The annual awards season is drawing to a close, and we’re thrilled that so many NHB plays and theatrebooks have picked up gongs along the way. The King’s Speech won both the Bafta and Academy Award for Best Screenplay; Simon Callow beat off stiff competition to take the Sheridan Morley Prize for Theatre Biography with My Life in Pieces; and Howard Brenton’s Anne Boleyn was voted the Best Play of 2010 by the 45,000 theatre-going voters in the WhatsOnStage.com Awards.
This Sunday is the biggest theatre awards in the UK calendar – the Oliviers – and both Nina Raine’s Tribes and Bruce Norris’s Clybourne Park are nominated for Best Play – the latter having already picked up the same prize at the Evening Standard and Critics’ Circle Theatre Awards. James Seabright, author of So You Want to be a Theatre Producer?, considers the impact of the Oliviers, and how he feels about being nominated for the first time…
‘This is an exciting year for the Olivier awards. A major relaunch funded by sponsorship from Mastercard has allowed its organisers, the Society of London Theatre, to give the whole event a much bigger public profile. This includes a red-carpet style ceremony this coming Sunday at the Theatre Royal Drury Lane, with extensive coverage on the BBC both in advance – through the Audience Award promoted via Radio 2 – and on the night, as you can watch the whole thing via the red button at home, or listen in on the radio.

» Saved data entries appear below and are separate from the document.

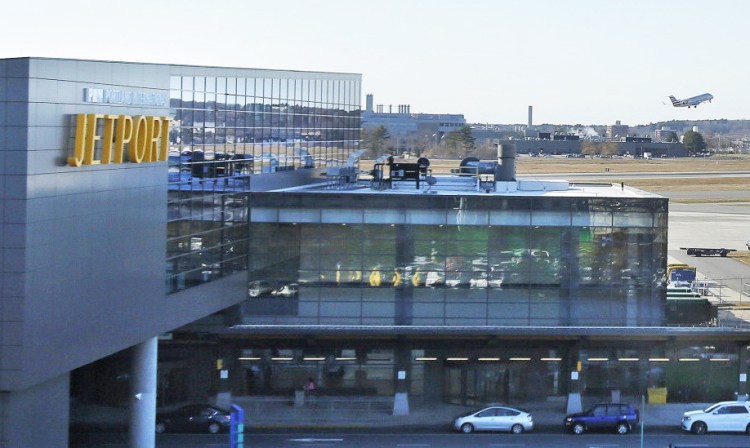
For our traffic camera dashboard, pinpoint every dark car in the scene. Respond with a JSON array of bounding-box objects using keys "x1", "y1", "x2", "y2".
[
  {"x1": 564, "y1": 403, "x2": 639, "y2": 435},
  {"x1": 155, "y1": 404, "x2": 231, "y2": 434}
]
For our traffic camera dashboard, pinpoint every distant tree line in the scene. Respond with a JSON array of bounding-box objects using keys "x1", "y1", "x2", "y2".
[
  {"x1": 361, "y1": 126, "x2": 711, "y2": 160},
  {"x1": 361, "y1": 125, "x2": 477, "y2": 159}
]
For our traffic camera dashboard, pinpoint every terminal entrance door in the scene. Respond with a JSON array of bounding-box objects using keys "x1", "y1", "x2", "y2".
[{"x1": 445, "y1": 363, "x2": 520, "y2": 406}]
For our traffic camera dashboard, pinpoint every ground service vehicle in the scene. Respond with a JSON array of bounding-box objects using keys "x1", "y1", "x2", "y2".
[
  {"x1": 681, "y1": 401, "x2": 750, "y2": 435},
  {"x1": 667, "y1": 263, "x2": 697, "y2": 288},
  {"x1": 453, "y1": 406, "x2": 534, "y2": 434},
  {"x1": 565, "y1": 403, "x2": 639, "y2": 435},
  {"x1": 681, "y1": 247, "x2": 736, "y2": 257}
]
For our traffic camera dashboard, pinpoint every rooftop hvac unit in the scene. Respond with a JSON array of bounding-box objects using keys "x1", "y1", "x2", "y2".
[{"x1": 370, "y1": 156, "x2": 430, "y2": 189}]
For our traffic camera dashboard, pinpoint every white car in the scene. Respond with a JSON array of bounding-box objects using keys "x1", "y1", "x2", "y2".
[
  {"x1": 453, "y1": 406, "x2": 533, "y2": 434},
  {"x1": 271, "y1": 283, "x2": 299, "y2": 297},
  {"x1": 681, "y1": 401, "x2": 750, "y2": 434}
]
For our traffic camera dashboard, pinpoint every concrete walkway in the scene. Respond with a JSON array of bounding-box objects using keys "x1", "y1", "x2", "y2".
[
  {"x1": 228, "y1": 395, "x2": 714, "y2": 432},
  {"x1": 72, "y1": 395, "x2": 715, "y2": 432}
]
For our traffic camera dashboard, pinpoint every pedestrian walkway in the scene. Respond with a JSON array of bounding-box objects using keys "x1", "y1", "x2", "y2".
[
  {"x1": 228, "y1": 394, "x2": 713, "y2": 432},
  {"x1": 71, "y1": 395, "x2": 714, "y2": 433}
]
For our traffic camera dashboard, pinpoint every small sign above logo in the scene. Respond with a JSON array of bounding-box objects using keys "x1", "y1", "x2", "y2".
[{"x1": 83, "y1": 88, "x2": 168, "y2": 107}]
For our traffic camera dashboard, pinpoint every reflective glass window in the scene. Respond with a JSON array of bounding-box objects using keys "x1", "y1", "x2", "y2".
[{"x1": 168, "y1": 72, "x2": 361, "y2": 294}]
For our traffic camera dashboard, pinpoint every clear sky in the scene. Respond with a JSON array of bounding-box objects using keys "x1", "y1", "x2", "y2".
[{"x1": 2, "y1": 0, "x2": 748, "y2": 125}]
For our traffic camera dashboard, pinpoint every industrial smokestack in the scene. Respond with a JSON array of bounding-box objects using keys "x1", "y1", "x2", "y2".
[{"x1": 528, "y1": 106, "x2": 533, "y2": 127}]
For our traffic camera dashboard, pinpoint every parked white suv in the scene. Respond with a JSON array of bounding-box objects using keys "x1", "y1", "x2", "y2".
[{"x1": 681, "y1": 401, "x2": 750, "y2": 434}]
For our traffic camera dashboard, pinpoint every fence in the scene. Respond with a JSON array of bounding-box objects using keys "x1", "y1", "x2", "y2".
[{"x1": 694, "y1": 275, "x2": 750, "y2": 328}]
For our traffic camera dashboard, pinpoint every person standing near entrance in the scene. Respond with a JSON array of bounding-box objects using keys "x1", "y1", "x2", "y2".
[{"x1": 304, "y1": 377, "x2": 316, "y2": 396}]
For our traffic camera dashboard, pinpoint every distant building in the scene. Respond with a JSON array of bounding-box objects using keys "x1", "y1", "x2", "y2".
[
  {"x1": 625, "y1": 136, "x2": 651, "y2": 143},
  {"x1": 361, "y1": 94, "x2": 466, "y2": 148},
  {"x1": 655, "y1": 127, "x2": 678, "y2": 142},
  {"x1": 553, "y1": 133, "x2": 580, "y2": 141},
  {"x1": 607, "y1": 120, "x2": 629, "y2": 140}
]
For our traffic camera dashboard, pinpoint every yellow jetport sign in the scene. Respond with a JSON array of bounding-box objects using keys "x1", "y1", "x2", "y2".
[{"x1": 68, "y1": 113, "x2": 171, "y2": 167}]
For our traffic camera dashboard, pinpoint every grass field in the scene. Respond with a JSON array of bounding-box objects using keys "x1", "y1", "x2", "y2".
[
  {"x1": 368, "y1": 154, "x2": 750, "y2": 173},
  {"x1": 516, "y1": 155, "x2": 750, "y2": 174},
  {"x1": 515, "y1": 156, "x2": 750, "y2": 194},
  {"x1": 366, "y1": 155, "x2": 750, "y2": 195},
  {"x1": 408, "y1": 155, "x2": 750, "y2": 175}
]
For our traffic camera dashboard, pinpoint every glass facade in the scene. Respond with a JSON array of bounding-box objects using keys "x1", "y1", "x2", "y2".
[
  {"x1": 166, "y1": 74, "x2": 361, "y2": 293},
  {"x1": 209, "y1": 338, "x2": 743, "y2": 404},
  {"x1": 242, "y1": 193, "x2": 668, "y2": 326}
]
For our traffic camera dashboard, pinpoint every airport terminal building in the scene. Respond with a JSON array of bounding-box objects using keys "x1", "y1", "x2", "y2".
[
  {"x1": 0, "y1": 57, "x2": 360, "y2": 447},
  {"x1": 224, "y1": 158, "x2": 748, "y2": 409},
  {"x1": 1, "y1": 57, "x2": 750, "y2": 447}
]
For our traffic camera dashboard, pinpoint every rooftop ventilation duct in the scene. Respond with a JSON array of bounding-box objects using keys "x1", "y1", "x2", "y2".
[
  {"x1": 454, "y1": 143, "x2": 516, "y2": 186},
  {"x1": 496, "y1": 143, "x2": 516, "y2": 182}
]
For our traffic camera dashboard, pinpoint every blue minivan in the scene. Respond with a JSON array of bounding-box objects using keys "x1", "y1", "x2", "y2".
[{"x1": 565, "y1": 403, "x2": 639, "y2": 435}]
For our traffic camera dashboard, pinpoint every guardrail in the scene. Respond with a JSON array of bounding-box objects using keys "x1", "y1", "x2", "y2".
[{"x1": 694, "y1": 276, "x2": 750, "y2": 304}]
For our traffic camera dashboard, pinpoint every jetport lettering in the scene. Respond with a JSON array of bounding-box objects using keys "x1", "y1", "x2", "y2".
[{"x1": 68, "y1": 113, "x2": 171, "y2": 167}]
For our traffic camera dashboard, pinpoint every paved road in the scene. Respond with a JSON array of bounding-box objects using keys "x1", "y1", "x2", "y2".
[
  {"x1": 72, "y1": 429, "x2": 750, "y2": 448},
  {"x1": 667, "y1": 200, "x2": 750, "y2": 301},
  {"x1": 669, "y1": 203, "x2": 750, "y2": 253},
  {"x1": 242, "y1": 431, "x2": 750, "y2": 448}
]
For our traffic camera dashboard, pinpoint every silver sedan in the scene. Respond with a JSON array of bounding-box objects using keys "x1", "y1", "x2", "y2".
[{"x1": 453, "y1": 406, "x2": 533, "y2": 434}]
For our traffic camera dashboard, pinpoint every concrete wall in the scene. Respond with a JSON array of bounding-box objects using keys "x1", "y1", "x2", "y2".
[
  {"x1": 0, "y1": 56, "x2": 31, "y2": 448},
  {"x1": 1, "y1": 58, "x2": 279, "y2": 394},
  {"x1": 0, "y1": 373, "x2": 69, "y2": 447},
  {"x1": 1, "y1": 58, "x2": 172, "y2": 391},
  {"x1": 0, "y1": 58, "x2": 232, "y2": 446},
  {"x1": 0, "y1": 58, "x2": 30, "y2": 377}
]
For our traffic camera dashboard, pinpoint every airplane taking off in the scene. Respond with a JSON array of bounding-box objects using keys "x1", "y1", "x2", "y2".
[{"x1": 669, "y1": 93, "x2": 713, "y2": 108}]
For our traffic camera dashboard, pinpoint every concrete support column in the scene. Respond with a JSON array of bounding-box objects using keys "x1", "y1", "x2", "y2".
[
  {"x1": 129, "y1": 337, "x2": 158, "y2": 448},
  {"x1": 393, "y1": 345, "x2": 410, "y2": 416},
  {"x1": 738, "y1": 343, "x2": 748, "y2": 401},
  {"x1": 215, "y1": 353, "x2": 232, "y2": 410},
  {"x1": 566, "y1": 341, "x2": 582, "y2": 414}
]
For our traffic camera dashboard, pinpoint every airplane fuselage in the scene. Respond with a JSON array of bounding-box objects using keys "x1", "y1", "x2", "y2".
[{"x1": 669, "y1": 93, "x2": 713, "y2": 108}]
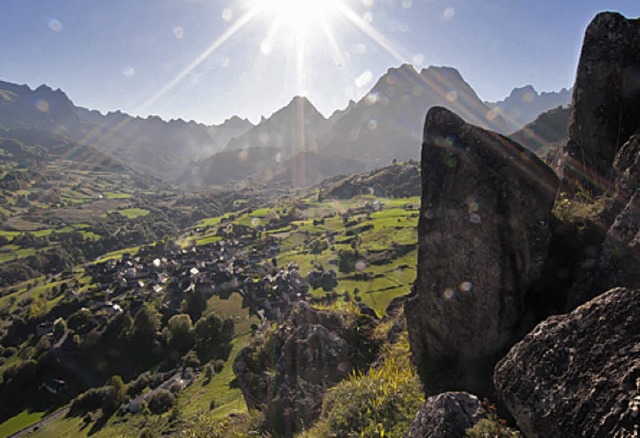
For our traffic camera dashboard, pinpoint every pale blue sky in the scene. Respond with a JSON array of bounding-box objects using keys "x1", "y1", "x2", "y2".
[{"x1": 1, "y1": 0, "x2": 639, "y2": 124}]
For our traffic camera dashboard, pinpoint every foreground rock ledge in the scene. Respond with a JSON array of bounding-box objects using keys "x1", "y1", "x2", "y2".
[
  {"x1": 404, "y1": 392, "x2": 486, "y2": 438},
  {"x1": 406, "y1": 107, "x2": 559, "y2": 396},
  {"x1": 494, "y1": 287, "x2": 640, "y2": 438}
]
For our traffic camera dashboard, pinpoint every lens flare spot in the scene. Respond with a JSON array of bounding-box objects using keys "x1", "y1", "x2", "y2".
[
  {"x1": 485, "y1": 109, "x2": 499, "y2": 121},
  {"x1": 412, "y1": 54, "x2": 425, "y2": 65},
  {"x1": 355, "y1": 70, "x2": 373, "y2": 88},
  {"x1": 469, "y1": 213, "x2": 482, "y2": 224},
  {"x1": 443, "y1": 288, "x2": 455, "y2": 300},
  {"x1": 444, "y1": 155, "x2": 458, "y2": 168},
  {"x1": 443, "y1": 7, "x2": 455, "y2": 20},
  {"x1": 459, "y1": 281, "x2": 474, "y2": 293},
  {"x1": 362, "y1": 0, "x2": 374, "y2": 6},
  {"x1": 355, "y1": 260, "x2": 367, "y2": 271},
  {"x1": 365, "y1": 93, "x2": 378, "y2": 105},
  {"x1": 36, "y1": 100, "x2": 49, "y2": 113},
  {"x1": 222, "y1": 8, "x2": 233, "y2": 22},
  {"x1": 238, "y1": 150, "x2": 249, "y2": 161},
  {"x1": 123, "y1": 66, "x2": 135, "y2": 77},
  {"x1": 363, "y1": 12, "x2": 373, "y2": 23},
  {"x1": 523, "y1": 91, "x2": 536, "y2": 103},
  {"x1": 173, "y1": 26, "x2": 184, "y2": 39},
  {"x1": 402, "y1": 0, "x2": 413, "y2": 8},
  {"x1": 446, "y1": 91, "x2": 458, "y2": 102},
  {"x1": 260, "y1": 40, "x2": 273, "y2": 55},
  {"x1": 48, "y1": 18, "x2": 62, "y2": 32},
  {"x1": 222, "y1": 57, "x2": 231, "y2": 68},
  {"x1": 368, "y1": 119, "x2": 378, "y2": 130},
  {"x1": 251, "y1": 218, "x2": 261, "y2": 227}
]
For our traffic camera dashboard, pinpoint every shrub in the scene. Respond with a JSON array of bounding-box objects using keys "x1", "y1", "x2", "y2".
[
  {"x1": 204, "y1": 363, "x2": 216, "y2": 380},
  {"x1": 302, "y1": 330, "x2": 423, "y2": 437},
  {"x1": 148, "y1": 389, "x2": 175, "y2": 414},
  {"x1": 465, "y1": 400, "x2": 520, "y2": 437},
  {"x1": 168, "y1": 381, "x2": 183, "y2": 394},
  {"x1": 179, "y1": 410, "x2": 265, "y2": 437},
  {"x1": 127, "y1": 372, "x2": 151, "y2": 398},
  {"x1": 183, "y1": 350, "x2": 201, "y2": 368},
  {"x1": 71, "y1": 388, "x2": 109, "y2": 414},
  {"x1": 212, "y1": 359, "x2": 224, "y2": 373}
]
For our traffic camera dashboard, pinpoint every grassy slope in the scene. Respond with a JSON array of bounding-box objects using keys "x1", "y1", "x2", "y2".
[
  {"x1": 0, "y1": 410, "x2": 47, "y2": 437},
  {"x1": 3, "y1": 194, "x2": 419, "y2": 436}
]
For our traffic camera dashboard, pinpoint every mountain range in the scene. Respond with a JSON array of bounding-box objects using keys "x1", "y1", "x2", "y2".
[
  {"x1": 0, "y1": 67, "x2": 571, "y2": 187},
  {"x1": 486, "y1": 85, "x2": 571, "y2": 133}
]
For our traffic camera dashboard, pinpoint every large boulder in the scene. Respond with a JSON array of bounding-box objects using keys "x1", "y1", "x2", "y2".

I see all of these as very welcome developments, especially for the selfish reason that for the first time one of my productions has been nominated in the awards: Potted Panto is up for Best Entertainment.
So on Sunday, I will be donning a tuxedo (the last time I did was a decade ago!), and joining several colleagues from the show – and several hundred from the industry as a whole – at my first-ever red carpet awards ‘do’. The hope is that, despite the considerable competition presented by major hits in our category like The Railway Children and Ghost Stories, our show is smiled upon by the mysterious panel of Olivier voters. Whether or not that happens – it will be a great opportunity to celebrate the success of the show, which is the third in the series of “Potted Productions” that I have developed with Daniel Clarkson and Jefferson Turner since first seeing them perform an early version of Potted Potter at the Edinburgh Fringe in 2006. Potted Panto is the first of these to transfer to a proper West End run, hence making it eligible for Olivier consideration. So whatever the envelope reveals on Sunday, the awards will be a welcome celebration of five years’ hard work developing a fringe format into a mainstream, award-nominated one.
As well as this year’s awards taking on a new format and enhanced presence in the public eye, it feels like there are some exciting developments in terms of up-and-coming theatre practitioners being acknowledged through the Olivier shortlists – and not just the single category given over to ‘Affiliate venues’, as the off-West End houses are euphemistically known. It is particularly welcome to see the wonderful work of the team at Opera Up Close being recognised with a nomination for their production of La Bohème, which moved all the way from a pub theatre in Kilburn to two record-breaking runs at Soho Theatre. Now that would be a quite extraordinary achievement, to win an Olivier above the publicly-funded opera houses. So for a whole host of reasons, selfish and otherwise, I’m hoping that the underdog wins out on Sunday night!’